Dean, I have a book you can borrow if I can find it with plans in it. I'll look for it and let you borrow it next time I see you. By the way, this is David.


----------



## Texas Traveler (Feb 23, 2009)

davidsparks said:


> Dean, I have a book you can borrow if I can find it with plans in it. I'll look for it and let you borrow it next time I see you. By the way, this is David.


Hey man good to see you posting, we had a developer buy us out.
We should close this week sometime, we should close on a home at loop 12 & 67 next week. In a quite cul de sac, I hope it is quite.
We will miss this ole place & the wildlife. But the developers are going to clear cut about 360 acres.
We will put up a second home out at the old home place.


----------



## M.R. (Feb 24, 2009)

irishcountry said:


> I want a cordwood woodstove fired sauna!! Tim



Stumbled across this site a while back. 

http://www.kalle.com/sauna.html


----------



## olyman (Feb 24, 2009)

Hey man good to see you posting, we had a developer buy us out.
We should close this week sometime, we should close on a home at loop 12 & 67 next week. In a quite cul de sac, I hope it is quite.
We will miss this ole place & the wildlife. But the developers are going to clear cut about 360 acres.
We will put up a second home out at the old home place.[/QUOTE]

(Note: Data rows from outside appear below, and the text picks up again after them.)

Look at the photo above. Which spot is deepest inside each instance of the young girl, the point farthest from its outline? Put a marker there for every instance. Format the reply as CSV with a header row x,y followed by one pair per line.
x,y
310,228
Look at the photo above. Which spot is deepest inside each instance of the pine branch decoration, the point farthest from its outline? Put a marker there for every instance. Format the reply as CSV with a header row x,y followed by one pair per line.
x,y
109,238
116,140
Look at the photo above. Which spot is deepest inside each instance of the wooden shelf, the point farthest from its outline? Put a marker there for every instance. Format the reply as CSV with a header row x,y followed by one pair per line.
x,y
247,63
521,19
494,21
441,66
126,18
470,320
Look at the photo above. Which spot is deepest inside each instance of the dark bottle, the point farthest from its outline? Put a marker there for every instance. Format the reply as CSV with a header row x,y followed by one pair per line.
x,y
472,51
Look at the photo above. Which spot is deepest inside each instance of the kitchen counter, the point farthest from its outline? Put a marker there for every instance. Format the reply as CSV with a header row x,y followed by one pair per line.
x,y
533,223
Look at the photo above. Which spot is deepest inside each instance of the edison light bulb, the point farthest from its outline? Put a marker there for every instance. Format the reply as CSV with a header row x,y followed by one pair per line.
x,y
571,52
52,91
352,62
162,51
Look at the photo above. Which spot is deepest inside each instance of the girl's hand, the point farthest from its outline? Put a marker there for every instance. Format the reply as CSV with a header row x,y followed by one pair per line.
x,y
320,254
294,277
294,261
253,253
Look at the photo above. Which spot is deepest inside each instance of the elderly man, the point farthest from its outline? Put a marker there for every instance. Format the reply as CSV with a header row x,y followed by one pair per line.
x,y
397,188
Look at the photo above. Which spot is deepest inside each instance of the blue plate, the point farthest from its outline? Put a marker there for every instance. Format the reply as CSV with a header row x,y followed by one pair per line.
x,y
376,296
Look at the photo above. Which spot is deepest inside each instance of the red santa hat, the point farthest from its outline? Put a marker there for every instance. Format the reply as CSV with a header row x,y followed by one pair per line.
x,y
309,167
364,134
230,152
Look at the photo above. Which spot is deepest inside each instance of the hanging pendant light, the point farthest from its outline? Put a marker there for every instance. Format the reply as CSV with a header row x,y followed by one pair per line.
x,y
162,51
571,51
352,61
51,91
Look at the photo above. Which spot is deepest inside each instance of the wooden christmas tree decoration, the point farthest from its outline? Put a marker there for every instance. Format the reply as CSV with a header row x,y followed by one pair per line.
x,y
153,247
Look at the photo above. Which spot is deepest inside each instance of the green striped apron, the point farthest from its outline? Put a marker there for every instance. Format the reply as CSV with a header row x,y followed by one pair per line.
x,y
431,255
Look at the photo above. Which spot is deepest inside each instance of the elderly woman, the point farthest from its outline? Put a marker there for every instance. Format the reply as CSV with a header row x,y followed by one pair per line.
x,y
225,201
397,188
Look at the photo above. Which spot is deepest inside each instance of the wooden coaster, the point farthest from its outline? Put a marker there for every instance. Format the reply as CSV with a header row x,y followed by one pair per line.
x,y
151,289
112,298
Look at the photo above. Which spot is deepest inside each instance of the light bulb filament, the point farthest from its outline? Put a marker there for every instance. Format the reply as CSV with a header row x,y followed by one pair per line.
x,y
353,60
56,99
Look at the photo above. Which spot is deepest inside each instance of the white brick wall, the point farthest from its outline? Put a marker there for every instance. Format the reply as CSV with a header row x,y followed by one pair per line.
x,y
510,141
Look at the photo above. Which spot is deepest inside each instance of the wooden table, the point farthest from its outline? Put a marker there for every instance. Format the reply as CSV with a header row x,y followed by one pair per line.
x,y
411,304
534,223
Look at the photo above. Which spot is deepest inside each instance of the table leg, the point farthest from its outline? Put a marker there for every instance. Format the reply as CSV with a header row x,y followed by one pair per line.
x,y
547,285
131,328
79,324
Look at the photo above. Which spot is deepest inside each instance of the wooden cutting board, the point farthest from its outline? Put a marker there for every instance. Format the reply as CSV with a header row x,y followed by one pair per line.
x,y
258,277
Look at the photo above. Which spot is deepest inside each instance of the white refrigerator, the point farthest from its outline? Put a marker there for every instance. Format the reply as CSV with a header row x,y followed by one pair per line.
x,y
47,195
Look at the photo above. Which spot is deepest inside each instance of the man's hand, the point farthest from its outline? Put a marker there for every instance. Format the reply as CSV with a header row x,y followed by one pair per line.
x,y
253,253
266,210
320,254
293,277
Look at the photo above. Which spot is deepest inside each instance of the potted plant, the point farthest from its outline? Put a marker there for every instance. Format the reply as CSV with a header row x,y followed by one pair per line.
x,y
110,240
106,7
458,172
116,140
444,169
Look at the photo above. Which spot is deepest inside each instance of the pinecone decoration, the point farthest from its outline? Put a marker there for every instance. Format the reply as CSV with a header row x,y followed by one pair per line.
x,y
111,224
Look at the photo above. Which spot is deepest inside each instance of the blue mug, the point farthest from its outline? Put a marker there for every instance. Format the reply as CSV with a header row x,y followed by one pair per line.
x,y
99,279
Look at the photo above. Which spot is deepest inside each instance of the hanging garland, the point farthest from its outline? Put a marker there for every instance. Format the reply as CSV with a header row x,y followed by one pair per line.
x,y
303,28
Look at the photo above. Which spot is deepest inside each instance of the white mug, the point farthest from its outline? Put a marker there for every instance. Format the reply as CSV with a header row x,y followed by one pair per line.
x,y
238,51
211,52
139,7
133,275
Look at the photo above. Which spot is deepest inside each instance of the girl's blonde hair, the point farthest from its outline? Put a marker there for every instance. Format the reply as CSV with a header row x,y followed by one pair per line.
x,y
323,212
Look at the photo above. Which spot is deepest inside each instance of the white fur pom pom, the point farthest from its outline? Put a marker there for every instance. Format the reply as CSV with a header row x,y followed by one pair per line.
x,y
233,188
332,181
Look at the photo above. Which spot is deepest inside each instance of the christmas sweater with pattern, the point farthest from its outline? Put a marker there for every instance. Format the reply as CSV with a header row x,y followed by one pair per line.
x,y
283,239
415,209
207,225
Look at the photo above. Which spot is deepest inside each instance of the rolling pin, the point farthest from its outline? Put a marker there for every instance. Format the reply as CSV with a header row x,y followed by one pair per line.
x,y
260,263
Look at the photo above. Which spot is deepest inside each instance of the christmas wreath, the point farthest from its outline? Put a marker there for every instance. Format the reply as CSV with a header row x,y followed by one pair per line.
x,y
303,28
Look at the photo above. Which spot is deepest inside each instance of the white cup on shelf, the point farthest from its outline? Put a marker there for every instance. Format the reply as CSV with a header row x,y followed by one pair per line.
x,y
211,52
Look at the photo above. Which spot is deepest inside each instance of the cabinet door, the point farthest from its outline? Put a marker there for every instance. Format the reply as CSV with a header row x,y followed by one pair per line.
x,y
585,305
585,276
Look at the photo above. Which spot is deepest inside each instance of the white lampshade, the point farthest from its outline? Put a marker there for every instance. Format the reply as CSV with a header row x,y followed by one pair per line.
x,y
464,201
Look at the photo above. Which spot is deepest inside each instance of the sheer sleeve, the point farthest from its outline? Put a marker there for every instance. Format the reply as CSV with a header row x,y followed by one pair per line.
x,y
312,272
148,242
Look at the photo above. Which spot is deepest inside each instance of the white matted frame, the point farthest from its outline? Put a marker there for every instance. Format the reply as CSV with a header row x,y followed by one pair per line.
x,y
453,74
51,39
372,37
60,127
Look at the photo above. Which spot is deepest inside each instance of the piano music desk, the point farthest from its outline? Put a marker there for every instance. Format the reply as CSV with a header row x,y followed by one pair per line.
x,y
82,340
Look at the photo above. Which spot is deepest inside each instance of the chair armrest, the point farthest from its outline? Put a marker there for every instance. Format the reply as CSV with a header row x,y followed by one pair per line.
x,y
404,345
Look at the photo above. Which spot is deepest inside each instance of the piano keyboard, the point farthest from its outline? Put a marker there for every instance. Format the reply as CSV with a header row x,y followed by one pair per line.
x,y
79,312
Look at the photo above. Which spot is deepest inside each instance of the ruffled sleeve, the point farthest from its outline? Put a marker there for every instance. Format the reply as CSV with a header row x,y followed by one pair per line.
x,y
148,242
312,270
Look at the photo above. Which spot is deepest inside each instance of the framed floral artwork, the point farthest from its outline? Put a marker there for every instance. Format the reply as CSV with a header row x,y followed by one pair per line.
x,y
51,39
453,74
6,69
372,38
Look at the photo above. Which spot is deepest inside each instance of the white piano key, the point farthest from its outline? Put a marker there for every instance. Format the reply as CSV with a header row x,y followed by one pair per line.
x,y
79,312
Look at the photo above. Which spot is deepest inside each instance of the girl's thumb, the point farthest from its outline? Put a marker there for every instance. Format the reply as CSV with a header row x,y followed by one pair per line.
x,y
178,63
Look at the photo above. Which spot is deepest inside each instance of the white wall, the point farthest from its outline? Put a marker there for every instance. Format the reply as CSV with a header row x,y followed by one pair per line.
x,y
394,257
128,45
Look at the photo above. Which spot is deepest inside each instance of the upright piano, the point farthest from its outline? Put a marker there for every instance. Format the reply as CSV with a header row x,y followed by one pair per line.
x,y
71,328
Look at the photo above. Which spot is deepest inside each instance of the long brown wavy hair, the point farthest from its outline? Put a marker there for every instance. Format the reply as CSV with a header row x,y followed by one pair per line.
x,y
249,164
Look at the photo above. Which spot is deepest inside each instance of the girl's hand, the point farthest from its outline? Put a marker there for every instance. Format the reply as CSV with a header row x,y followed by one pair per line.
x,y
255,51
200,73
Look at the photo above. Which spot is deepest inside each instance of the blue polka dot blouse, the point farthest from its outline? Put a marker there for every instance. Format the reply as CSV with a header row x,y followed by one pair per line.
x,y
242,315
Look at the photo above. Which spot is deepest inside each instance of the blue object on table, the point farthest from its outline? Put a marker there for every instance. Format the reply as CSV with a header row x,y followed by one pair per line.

360acres??? lot of wood coming off there--whats happening to it????


----------



## mtngun (Feb 24, 2009)

Daycreek has a good cordwood forum. http://www.daycreek.com/

I built a cordwood home. I love the way it looks. However, it is extremely slow to build. The logs have to be debarked and seasoned for a couple of years. Figure on several years just to get the house closed in. Cordwood does not save money, contrary to what some sources like Rob Roy claim. Some things like the foundation will cost more money, not less, because the foundation has to be stronger and wider to support the extra weight. Framing the windows cost more because you have to frame a 16" deep opening. Etc..

If I had to do it over again, I would use post and beam construction (milled with the CSM). Then I would fill some of the walls -- the ones that are not exposed to the prevailing wind -- with non-load bearing cordwood. Other walls would have different fillers. 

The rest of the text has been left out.